March 8, 2016
By Alex Keown, BioSpace.com Breaking News Staff
FOSTER CITY, Calif. – Gilead Sciences could owe Merck more than $3 billion in a patent dispute over its block buster hepatitis C treatment if a jury finds Merck’s own hepatitis C patents are still viable, Bloomberg reported this morning.
Merck challenged the patents for California-based Gilead’s hepatitis C treatments Sovaldi and Harvoni, both of which provide a near cure for the disease. Last month, a judge found that Gilead did infringe on Merck’s patents. Now, it’s up to the jury to determine if those patents are valid and how much Merck could be awarded in damages, Bloomberg reported. Merck is seeking 10 percent of sales of the drugs. At stake is billions of dollars in annual revenue for Gilead. Harvoni generated nearly $20 billion in sales in 2015. Harvoni and Sovaldi helped drive Gilead to a record revenue year in 2015, nearly $32 billion—more than three times what the company generated in 2012.
Gilead will argue that its scientists were working on the hepatitis C compounds before Merck secured its own patents. The company will argue that the compound has its roots at Pharmasset Inc. , which Gilead acquired in 2011 for $11 billion, Bloomberg said. Merck will assert that its patents are its own and was used by Pharmasset to develop sofosbuvir, which became Harvoni.

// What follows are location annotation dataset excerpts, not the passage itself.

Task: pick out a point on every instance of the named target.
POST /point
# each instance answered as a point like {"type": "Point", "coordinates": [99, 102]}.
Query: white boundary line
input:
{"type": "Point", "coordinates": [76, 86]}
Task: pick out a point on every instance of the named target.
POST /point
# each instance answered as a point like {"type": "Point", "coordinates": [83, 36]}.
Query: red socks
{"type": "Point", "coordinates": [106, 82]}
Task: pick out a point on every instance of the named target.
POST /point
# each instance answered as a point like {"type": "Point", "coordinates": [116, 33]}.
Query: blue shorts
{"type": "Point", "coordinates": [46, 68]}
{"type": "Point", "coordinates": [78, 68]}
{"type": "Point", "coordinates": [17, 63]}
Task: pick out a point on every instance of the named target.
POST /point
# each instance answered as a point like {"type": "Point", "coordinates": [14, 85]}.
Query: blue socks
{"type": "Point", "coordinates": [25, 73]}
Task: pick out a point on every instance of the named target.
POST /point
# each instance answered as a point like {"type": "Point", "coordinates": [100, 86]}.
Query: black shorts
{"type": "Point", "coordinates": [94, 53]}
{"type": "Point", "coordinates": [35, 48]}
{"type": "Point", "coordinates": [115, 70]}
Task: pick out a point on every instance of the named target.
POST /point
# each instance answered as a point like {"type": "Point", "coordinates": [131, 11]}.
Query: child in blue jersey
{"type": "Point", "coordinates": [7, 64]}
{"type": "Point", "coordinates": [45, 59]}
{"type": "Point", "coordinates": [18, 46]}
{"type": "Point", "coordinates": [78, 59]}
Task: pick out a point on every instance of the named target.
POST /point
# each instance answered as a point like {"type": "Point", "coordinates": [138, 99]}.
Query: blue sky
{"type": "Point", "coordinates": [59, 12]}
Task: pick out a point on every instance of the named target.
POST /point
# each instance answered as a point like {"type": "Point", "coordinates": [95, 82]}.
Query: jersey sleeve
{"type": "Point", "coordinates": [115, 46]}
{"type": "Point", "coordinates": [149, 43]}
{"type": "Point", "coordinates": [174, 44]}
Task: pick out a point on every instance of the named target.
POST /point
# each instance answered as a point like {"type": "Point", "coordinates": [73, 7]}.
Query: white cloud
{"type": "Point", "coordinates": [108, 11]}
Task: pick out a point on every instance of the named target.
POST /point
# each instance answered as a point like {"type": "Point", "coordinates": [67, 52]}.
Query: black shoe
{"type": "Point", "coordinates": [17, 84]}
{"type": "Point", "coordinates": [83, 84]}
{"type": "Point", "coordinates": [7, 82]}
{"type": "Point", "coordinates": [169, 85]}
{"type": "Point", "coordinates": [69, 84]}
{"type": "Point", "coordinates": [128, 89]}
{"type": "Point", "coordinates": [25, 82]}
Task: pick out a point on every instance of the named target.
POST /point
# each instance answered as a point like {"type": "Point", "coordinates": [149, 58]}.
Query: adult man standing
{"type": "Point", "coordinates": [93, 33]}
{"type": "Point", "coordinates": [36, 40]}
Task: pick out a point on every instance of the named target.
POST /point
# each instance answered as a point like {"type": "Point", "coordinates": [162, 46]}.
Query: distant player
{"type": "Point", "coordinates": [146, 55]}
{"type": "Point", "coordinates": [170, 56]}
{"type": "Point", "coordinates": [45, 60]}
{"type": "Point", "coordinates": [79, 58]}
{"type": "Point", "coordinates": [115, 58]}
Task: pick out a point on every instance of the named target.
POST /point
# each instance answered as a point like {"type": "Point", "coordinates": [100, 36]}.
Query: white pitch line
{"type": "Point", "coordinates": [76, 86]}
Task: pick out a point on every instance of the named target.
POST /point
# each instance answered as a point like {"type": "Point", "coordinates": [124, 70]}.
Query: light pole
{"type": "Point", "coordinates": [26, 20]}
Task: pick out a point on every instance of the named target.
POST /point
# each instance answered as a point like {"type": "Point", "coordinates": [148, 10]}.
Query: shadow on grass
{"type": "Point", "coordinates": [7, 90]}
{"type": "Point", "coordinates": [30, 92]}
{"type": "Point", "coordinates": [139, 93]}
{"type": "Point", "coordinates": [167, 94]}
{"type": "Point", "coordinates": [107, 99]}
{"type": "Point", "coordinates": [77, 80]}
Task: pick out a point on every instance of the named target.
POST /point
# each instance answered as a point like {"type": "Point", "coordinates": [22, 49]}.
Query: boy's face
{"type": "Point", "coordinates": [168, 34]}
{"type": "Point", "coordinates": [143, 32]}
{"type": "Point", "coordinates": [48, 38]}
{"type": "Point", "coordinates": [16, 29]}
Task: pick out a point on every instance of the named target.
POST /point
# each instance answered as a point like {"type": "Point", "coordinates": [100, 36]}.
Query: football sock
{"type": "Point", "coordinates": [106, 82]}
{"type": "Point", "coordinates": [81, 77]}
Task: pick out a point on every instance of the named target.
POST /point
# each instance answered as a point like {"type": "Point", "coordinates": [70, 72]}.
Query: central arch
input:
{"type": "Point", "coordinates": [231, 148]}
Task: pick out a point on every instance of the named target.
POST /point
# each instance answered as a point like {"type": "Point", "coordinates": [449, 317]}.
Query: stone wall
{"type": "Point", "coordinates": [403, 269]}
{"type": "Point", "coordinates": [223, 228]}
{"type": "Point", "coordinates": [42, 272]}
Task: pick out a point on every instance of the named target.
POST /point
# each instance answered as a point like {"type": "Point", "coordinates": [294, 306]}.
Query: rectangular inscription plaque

While there is a lot of money at stake, Merck is not seeking for Gilead to cease sales of Harvoni and Sovaldi in favor of its own recently approved hepatitis C drug, Zepatier.
Zepatier was granted breakthrough therapy designation for the treatment of chronic HCV genotype 1 infection in patients with end stage renal disease on hemodialysis and for the treatment of chronic HCV genotype 4 infection. Breakthrough therapy designation is a program designed to expedite the development and review of drugs that are intended to treat a serious condition and preliminary clinical evidence indicates that the drug may demonstrate substantial improvement over available therapy on a clinically significant endpoint.
But Gilead isn’t done developing treatments for hepatitis. In January, Gilead submitted a New Drug Application (NDA) to the U.S. Food and Drug Administration for tenofovir alafenamide, an investigational, once-daily treatment for adults with chronic hepatitis B virus infection. The company is also continuing to use Sovaldi in combination with other drugs, including a triplet drug comprised of Sovaldi, velpatasvir, and a protease inhibitor for the treatment of genotype 3 HCV patients. Also, in the waning days of 2015, Harvoni was approved for expanded use in patients with genotype 4, 5 and 6 chronic hepatitis C virus (HCV) infection and in patients co-infected with HIV by the FDA. In addition, Harvoni plus ribavirin (RBV) for 12 weeks was approved as an alternate therapy to 24 weeks of Harvoni for treatment-experienced, genotype 1 patients with cirrhosis.
Additionally, Gilead announced that the FDA granted priority review to the company’s NDA for an investigational, once-daily fixed-dose combination of the nucleotide analog polymerase inhibitor sofosbuvir, better known as Sovaldi, and velpatasvir, an investigational pan-genotypic NS5A inhibitor, for the treatment of chronic genotype 1-6 hepatitis C virus infection. Gilead filed the NDA for SOF/VEL on Oct. 28 and the FDA has set a target action date under the Prescription Drug User Fee Act (PDUFA) of June 28, 2016. The FDA has assigned SOF/VEL a Breakthrough Therapy designation, which is granted to investigational medicines that may offer major advances in treatment over existing options, Gilead said.